There is better news elsewhere in London on the classical theatre front. Richard Eyre's brilliant Almeida revival of Hedda Gabler has deservedly transfered to the West End's Duke of York's Theatre, with the aptly named Eve Best giving a scorching account of the title role. There's also an intriguing double helping of Lorca: The National has revived The House of Bernarda Alba in fine style with Penelope Wilton as the domineering matriarch of a household of frustrated daughters, while the Almeida is staging a cryptic, internationally-cast Blood Wedding that features Mexican movie star Gael Garcia Bernal as the man who tempts his childhood sweetheart to elope with him on the day of her wedding to another.
Also at the National, artistic director Nicholas Hytner kicks off the third annual Travelex £10 season (in which the majority of tickets are just £10) by directing a double bill of Shakespeare's Henry IV plays that is by turns stark, hilariously funny, and deeply poignant. To see both parts -- and you will definitely want to do so -- will actually cost you £20, but that's a small price to pay. In the churning, epic narrative of plot and politics that unfold in this panoramic portrait of a nation riven by insurrection, there is majesty as well as mischief. The core of the show is a portrait of an estranged father and son -- who happen to be the King and his heir -- that is full of humanity.
Amidst the dense psychological and literal battlegrounds on which these plays operate, the veteran Shakespearean actor David Bradley movingly charts the title character's self-doubt. Matthew Macfadyen is superb as his son, who prefers the roistering company of the fat knight Falstaff amongst the taverns of Eastcheap rather than his father's court. Falstaff is one of Shakespeare's most vivid comic creations, and Michael Gambon inhabits him totally -- heavily padded into an oval shape, poured into red velvet trousers, and wearing a feather-decorated fedora on his head. It's a rich comic turn, even if some of the actor's speech is lost in his voluminous beard.

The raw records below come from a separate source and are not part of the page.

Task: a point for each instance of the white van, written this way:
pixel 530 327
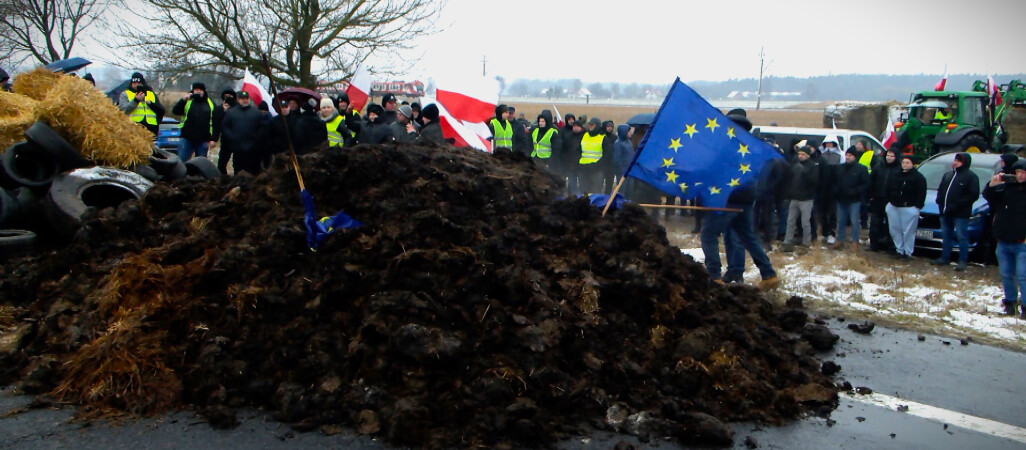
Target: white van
pixel 786 136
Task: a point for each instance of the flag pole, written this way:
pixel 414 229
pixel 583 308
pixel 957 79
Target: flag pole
pixel 288 136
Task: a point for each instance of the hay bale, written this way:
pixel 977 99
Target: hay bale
pixel 16 114
pixel 37 83
pixel 90 122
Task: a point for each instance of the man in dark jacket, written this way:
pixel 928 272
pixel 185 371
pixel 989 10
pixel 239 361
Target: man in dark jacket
pixel 958 191
pixel 240 131
pixel 800 195
pixel 906 194
pixel 879 238
pixel 200 122
pixel 1008 201
pixel 850 188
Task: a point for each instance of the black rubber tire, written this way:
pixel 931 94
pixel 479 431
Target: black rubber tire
pixel 74 192
pixel 26 164
pixel 200 166
pixel 16 242
pixel 52 144
pixel 167 164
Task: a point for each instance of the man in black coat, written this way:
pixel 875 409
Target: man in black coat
pixel 958 191
pixel 1008 201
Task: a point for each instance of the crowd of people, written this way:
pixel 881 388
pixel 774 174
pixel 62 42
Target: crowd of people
pixel 812 192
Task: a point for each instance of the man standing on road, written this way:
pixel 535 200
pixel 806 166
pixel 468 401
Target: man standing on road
pixel 200 122
pixel 1008 201
pixel 958 190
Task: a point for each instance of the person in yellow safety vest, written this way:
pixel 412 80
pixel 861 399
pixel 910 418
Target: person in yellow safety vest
pixel 545 140
pixel 142 105
pixel 200 122
pixel 594 148
pixel 502 129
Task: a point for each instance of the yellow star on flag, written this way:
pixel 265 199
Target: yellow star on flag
pixel 711 124
pixel 691 129
pixel 675 144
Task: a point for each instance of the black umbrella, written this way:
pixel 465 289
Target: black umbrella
pixel 641 119
pixel 69 65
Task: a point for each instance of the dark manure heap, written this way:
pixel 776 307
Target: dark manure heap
pixel 472 309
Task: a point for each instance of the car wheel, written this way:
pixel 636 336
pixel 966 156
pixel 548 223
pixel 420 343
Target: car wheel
pixel 74 192
pixel 16 242
pixel 25 164
pixel 167 164
pixel 56 147
pixel 200 166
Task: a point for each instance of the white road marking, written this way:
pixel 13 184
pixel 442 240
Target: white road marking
pixel 955 418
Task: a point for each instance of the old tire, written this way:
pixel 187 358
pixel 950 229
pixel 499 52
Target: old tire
pixel 167 164
pixel 27 165
pixel 74 192
pixel 200 166
pixel 16 242
pixel 57 148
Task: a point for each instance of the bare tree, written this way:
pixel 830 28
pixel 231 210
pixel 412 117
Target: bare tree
pixel 309 42
pixel 44 31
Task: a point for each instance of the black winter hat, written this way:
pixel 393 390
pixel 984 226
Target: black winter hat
pixel 430 112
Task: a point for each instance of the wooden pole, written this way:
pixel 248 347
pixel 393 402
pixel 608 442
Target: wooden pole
pixel 288 136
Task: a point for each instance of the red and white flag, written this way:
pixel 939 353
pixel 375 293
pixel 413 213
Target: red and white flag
pixel 993 91
pixel 257 91
pixel 359 89
pixel 889 135
pixel 944 80
pixel 464 116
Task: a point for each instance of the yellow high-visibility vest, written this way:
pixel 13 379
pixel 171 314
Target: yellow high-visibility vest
pixel 143 112
pixel 591 148
pixel 503 136
pixel 543 147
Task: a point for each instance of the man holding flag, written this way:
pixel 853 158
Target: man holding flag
pixel 694 151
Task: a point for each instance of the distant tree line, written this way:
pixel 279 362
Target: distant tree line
pixel 834 87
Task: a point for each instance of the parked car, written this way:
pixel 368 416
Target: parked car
pixel 929 234
pixel 168 134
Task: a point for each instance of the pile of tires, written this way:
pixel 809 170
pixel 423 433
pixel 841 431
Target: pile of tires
pixel 46 186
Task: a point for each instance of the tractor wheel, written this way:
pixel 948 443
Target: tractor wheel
pixel 972 144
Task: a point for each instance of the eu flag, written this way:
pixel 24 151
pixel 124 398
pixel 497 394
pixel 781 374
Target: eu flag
pixel 694 151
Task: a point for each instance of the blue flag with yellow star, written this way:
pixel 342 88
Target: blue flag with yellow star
pixel 694 151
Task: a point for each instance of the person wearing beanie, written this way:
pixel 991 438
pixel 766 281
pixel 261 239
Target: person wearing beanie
pixel 142 105
pixel 501 129
pixel 800 195
pixel 959 189
pixel 880 238
pixel 906 194
pixel 404 130
pixel 432 130
pixel 200 122
pixel 850 187
pixel 1007 196
pixel 546 141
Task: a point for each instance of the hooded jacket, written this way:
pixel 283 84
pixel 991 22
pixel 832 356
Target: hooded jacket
pixel 958 190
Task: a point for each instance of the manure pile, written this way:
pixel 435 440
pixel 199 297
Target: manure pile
pixel 472 309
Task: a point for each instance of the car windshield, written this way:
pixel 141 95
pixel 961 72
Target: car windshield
pixel 934 171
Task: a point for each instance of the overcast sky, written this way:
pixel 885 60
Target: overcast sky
pixel 650 41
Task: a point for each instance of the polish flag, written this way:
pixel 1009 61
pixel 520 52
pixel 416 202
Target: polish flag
pixel 257 91
pixel 889 135
pixel 359 89
pixel 944 81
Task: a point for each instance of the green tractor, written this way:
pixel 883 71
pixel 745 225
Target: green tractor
pixel 957 121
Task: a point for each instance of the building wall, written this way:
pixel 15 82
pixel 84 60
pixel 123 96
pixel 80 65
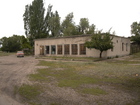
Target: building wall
pixel 78 40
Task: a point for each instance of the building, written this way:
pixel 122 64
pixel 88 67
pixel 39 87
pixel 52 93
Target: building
pixel 74 46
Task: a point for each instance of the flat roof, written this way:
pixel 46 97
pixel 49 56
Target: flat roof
pixel 73 36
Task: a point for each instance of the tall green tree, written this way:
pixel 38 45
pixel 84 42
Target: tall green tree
pixel 33 17
pixel 100 41
pixel 84 25
pixel 135 31
pixel 68 26
pixel 91 30
pixel 11 44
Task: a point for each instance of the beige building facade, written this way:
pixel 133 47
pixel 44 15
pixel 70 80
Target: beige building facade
pixel 74 46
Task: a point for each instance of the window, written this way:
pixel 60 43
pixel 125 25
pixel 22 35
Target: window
pixel 53 49
pixel 74 49
pixel 47 49
pixel 122 46
pixel 59 49
pixel 112 49
pixel 66 49
pixel 126 46
pixel 82 49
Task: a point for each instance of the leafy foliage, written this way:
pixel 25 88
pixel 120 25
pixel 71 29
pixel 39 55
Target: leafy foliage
pixel 34 23
pixel 135 30
pixel 100 41
pixel 84 25
pixel 14 43
pixel 11 44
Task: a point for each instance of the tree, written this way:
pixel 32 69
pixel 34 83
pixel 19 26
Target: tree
pixel 135 31
pixel 11 44
pixel 91 29
pixel 68 26
pixel 100 41
pixel 34 24
pixel 84 25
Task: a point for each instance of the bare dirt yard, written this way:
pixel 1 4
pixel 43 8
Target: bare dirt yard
pixel 13 72
pixel 30 81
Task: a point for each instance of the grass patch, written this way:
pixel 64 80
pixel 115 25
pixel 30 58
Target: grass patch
pixel 82 77
pixel 4 54
pixel 93 91
pixel 29 92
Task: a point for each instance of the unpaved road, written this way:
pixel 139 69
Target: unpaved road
pixel 13 72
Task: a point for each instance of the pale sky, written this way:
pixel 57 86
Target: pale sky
pixel 118 14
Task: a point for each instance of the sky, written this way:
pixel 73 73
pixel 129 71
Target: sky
pixel 104 14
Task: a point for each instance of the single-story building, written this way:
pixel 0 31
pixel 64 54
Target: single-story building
pixel 74 46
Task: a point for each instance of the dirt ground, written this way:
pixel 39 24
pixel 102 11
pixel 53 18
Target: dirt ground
pixel 13 72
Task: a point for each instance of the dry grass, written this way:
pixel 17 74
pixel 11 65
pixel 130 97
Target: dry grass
pixel 107 82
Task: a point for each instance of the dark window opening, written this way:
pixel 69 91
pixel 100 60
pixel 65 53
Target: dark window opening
pixel 74 49
pixel 59 49
pixel 66 49
pixel 47 49
pixel 126 46
pixel 82 49
pixel 53 49
pixel 122 46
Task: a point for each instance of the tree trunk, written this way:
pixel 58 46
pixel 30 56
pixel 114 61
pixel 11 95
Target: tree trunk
pixel 101 54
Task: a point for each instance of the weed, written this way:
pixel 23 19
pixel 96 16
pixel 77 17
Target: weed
pixel 29 92
pixel 93 91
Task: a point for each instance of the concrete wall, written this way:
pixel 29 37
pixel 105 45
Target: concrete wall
pixel 117 50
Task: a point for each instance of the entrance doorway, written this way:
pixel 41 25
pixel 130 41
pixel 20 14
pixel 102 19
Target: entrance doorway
pixel 41 50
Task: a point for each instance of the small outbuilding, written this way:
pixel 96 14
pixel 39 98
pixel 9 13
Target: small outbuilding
pixel 74 46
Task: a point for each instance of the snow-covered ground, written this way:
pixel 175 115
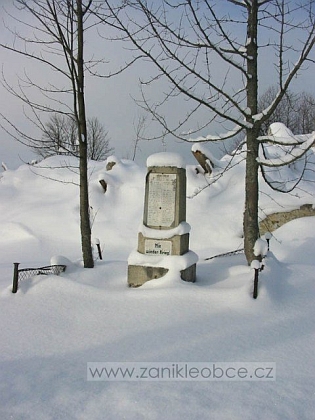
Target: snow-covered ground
pixel 54 326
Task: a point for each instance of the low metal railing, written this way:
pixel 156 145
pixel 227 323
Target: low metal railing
pixel 24 273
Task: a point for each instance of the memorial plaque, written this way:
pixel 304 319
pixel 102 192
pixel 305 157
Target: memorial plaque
pixel 156 247
pixel 161 199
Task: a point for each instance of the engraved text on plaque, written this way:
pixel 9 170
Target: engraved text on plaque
pixel 161 200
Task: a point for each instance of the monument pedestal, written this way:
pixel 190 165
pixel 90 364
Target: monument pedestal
pixel 163 243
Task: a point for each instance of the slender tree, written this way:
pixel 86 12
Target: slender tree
pixel 55 40
pixel 208 54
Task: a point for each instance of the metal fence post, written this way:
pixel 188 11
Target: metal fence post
pixel 15 277
pixel 255 293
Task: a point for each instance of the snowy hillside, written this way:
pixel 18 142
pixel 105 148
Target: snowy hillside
pixel 54 326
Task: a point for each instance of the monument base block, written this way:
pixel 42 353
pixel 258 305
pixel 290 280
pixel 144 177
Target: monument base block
pixel 138 274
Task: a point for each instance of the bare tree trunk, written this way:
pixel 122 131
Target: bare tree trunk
pixel 250 221
pixel 82 132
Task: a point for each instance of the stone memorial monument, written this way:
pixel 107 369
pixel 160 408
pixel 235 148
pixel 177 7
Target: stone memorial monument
pixel 163 240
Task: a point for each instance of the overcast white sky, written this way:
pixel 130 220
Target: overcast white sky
pixel 110 100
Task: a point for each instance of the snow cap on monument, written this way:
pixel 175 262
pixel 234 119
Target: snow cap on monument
pixel 166 159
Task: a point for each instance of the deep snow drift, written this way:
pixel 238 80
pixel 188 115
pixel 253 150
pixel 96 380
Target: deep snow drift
pixel 54 326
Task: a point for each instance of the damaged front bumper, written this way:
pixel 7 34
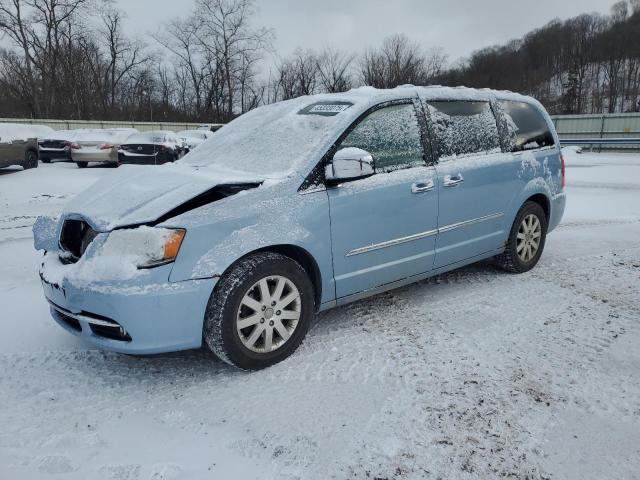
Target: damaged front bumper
pixel 145 315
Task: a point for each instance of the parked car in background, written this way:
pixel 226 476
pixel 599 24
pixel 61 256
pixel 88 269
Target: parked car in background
pixel 100 146
pixel 19 144
pixel 193 138
pixel 211 127
pixel 298 207
pixel 151 148
pixel 56 145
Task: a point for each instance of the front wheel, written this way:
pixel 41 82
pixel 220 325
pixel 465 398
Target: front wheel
pixel 526 240
pixel 260 311
pixel 30 160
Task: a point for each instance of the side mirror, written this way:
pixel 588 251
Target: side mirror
pixel 349 164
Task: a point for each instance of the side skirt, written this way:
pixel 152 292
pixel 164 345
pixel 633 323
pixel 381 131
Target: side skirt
pixel 407 281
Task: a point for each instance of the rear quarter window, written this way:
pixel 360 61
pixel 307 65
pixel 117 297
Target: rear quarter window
pixel 463 128
pixel 526 128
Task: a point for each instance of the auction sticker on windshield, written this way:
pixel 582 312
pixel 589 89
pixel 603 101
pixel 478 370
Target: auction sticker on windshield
pixel 325 108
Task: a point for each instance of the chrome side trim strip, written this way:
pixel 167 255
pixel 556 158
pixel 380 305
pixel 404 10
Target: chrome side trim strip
pixel 418 236
pixel 390 243
pixel 466 223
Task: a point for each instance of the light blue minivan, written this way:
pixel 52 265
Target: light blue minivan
pixel 297 207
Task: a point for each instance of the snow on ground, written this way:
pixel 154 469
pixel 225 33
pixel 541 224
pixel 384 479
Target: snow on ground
pixel 473 374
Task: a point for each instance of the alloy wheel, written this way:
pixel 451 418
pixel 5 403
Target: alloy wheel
pixel 528 238
pixel 269 313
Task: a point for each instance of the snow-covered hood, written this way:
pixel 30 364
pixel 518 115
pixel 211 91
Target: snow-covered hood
pixel 137 194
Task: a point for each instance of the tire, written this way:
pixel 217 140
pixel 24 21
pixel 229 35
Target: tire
pixel 241 283
pixel 521 254
pixel 30 160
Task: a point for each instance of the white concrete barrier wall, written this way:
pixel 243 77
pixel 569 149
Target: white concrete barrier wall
pixel 73 124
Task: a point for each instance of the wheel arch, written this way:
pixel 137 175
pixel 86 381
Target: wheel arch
pixel 542 200
pixel 305 259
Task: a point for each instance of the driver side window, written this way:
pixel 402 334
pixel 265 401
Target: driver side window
pixel 391 135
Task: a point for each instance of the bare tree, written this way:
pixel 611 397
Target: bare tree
pixel 333 67
pixel 399 61
pixel 227 36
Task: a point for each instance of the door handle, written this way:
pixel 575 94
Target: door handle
pixel 421 187
pixel 453 180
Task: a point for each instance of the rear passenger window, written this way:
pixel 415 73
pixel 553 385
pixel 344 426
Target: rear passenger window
pixel 526 127
pixel 392 135
pixel 464 128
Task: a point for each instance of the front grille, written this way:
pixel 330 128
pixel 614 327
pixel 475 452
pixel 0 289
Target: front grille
pixel 66 319
pixel 141 149
pixel 114 332
pixel 100 325
pixel 75 237
pixel 52 143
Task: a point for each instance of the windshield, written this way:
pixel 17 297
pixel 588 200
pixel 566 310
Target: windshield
pixel 192 134
pixel 270 140
pixel 147 137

Finally, theatrical history is being made in London twice over at the moment. The transfer of Kwame Kwei-Armah's Elmina's Kitchen from the National marks the first time that a contemporary British-born black writer has had a play produced in the West End. It has now been joined by The Big Life, the first indigenously created black musical set in Britain to open on Shaftesbury Avenue. It may seem incredible that it has taken so long for this to happen, but no special pleading needs to be made for either show: they both earn their right to be where they are.
In the challenging Elmina's Kitchen, its author dares to shine a critical light on his own community as he portrays three generations of black men. The plot revolves around Hackney café owner Deli and the deeply troubled relationships he has with his father and teenage son, but the play stretches beyond its domestic setting to wrestle with larger issues of parenting, identity, and the lure of criminality. And in the joyous new musical The Big Life, the arrival of a group of West Indians in England in the 1950s is depicted with the help of ska melodies by first-time theatrical composer Paul Joseph.